30 years old.

Now that I’ve turned thirty years old, it’s a significant milestone in my life, for sure. Much of that has been learning about myself, who I am, and what I like doing. I’ve come a long way from being born, adopted, then found my birth family in 2002, and now I’m living in Korea for a year.

For those who know me well, I enjoy thinking about philosophy and generally question things. There’s lots of good stuffs on the Internet and I like to think of things in terms of science and universe like what Carl Sagan usually shared. Although Earth is a big planet (maybe not so much with the world population rapidly growing), it’s really really tiny out in the universe alone and it makes us much smaller. I’ve realized that we’ve pretty much existed in our consciousness, taking part in the light. It’s weird that we can hear same sounds, see same things, yet be in different bodies. I guess it’s the mind that binds us and our souls residing in bodies. My line of thinking is similar to that of Soren Kierkegaard and Friedrich Nietzsche with the idea of existentialism. Kierkegaard maintained that the individual is solely responsible for giving his or her own life meaning and for living that life passionately and sincerely in spite of many existential obstacles and distractions including despair, angst, absurdity, alienation, and boredom. Both of them also believed that one should define the nature of their own existence. It’s a similar notion to one quote I read—“Life isn’t about finding yourself it’s about creating yourself.” That’s what I believe in, and that’s mainly one reason why Facebook is so popular because it’s given us tools to share ourselves rather conveniently.

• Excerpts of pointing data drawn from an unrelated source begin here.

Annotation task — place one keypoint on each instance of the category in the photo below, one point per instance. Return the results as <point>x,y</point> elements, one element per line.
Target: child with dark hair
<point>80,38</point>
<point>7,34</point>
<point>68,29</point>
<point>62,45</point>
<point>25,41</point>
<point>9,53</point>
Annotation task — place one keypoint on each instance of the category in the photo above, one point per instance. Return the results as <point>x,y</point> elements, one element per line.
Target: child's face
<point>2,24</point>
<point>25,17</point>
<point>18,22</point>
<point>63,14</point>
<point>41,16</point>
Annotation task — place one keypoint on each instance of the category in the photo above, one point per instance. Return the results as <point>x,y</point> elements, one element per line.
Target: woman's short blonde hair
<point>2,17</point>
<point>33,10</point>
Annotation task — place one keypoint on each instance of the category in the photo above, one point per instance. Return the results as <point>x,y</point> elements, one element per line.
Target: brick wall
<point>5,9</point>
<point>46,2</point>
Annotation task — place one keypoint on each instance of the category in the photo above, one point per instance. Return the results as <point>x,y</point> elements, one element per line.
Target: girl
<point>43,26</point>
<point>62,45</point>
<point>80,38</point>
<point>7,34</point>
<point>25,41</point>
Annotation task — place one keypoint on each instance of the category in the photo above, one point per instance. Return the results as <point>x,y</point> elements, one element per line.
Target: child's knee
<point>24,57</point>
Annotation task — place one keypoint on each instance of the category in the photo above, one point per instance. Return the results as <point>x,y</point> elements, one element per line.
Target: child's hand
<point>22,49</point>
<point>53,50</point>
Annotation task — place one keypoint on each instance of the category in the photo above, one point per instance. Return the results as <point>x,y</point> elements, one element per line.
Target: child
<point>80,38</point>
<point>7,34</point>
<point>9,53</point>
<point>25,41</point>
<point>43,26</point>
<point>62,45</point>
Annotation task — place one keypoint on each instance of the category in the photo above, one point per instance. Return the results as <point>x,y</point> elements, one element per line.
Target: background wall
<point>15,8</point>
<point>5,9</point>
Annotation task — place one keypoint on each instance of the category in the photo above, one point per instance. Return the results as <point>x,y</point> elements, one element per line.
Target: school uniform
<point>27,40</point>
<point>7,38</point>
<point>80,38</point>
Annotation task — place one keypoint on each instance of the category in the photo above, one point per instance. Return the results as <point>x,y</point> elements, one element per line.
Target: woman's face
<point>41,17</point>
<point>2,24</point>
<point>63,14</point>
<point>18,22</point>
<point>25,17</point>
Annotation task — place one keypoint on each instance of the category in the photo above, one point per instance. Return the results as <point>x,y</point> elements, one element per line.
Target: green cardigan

After reaching thirty years old, the next 30 years should serve to be even more interesting, probably because of what I’ve found with myself and discovering who is my family and friends. I hope to make many new memories with my family and friends. I know that at some point, probably soon, that I’d be responsible for the safety and welfare of my family, so I’d need to act up to my duty and make some decisions. I realize I’ll be 60 by then and I know it’ll go even faster, if you can fathom that. I’ve often played the thought of what’d happen if I was never adopted? I know that my life would be vastly different and after living in Korea for about 9 months, it’s not as bad as some people like my parents may be inclined to believe. I’d probably be poor, may not get college education and be working in some odd jobs like working at a KFC but I’d spend time playing StarCraft at night in a PC bang, no doubts and enjoying those kimchi instant ramen and be somewhat content. I think that is the key to life, to have some sense of contentment, with whatever you may be doing and it’s also important to set some long-term goals and try your best in achieving them, so that when you look back, you’d be proud of what you’ve done. I still enjoy doing my work, still learning more about coding and I’ve realized that codes are like puzzles in that you try to design the output of those code in a format that CPUs can understand and for humans to understand too, so that it can be more self-serving and help save our time as well as earn some money too. That’s what makes it so fascinating and it’ll be interesting to see what the future may bring us, with things becoming more automated and we’d be able to control more stuffs with our mobile devices. I still find it interesting that people don’t really know what they want till you show to them first. That’s what Steve Jobs said. That’s why IKEA does all those design, so you’d drool and want a set exactly like that for your own room.

In the next 30 years, I want to do more things that I enjoy doing things–snowboarding, traveling, meeting people, do more writing and take pictures. I also want to get serious at golf and see how good I can get. I once had a conversation with one friend that I’m a bit terrified of death, the end of things. He replied well yeah, ofc but if we were to live forever, how can we find meaning in life? Basically, it’s the scarcity of things that gives it meaning and value things, like I’d be 30 only once.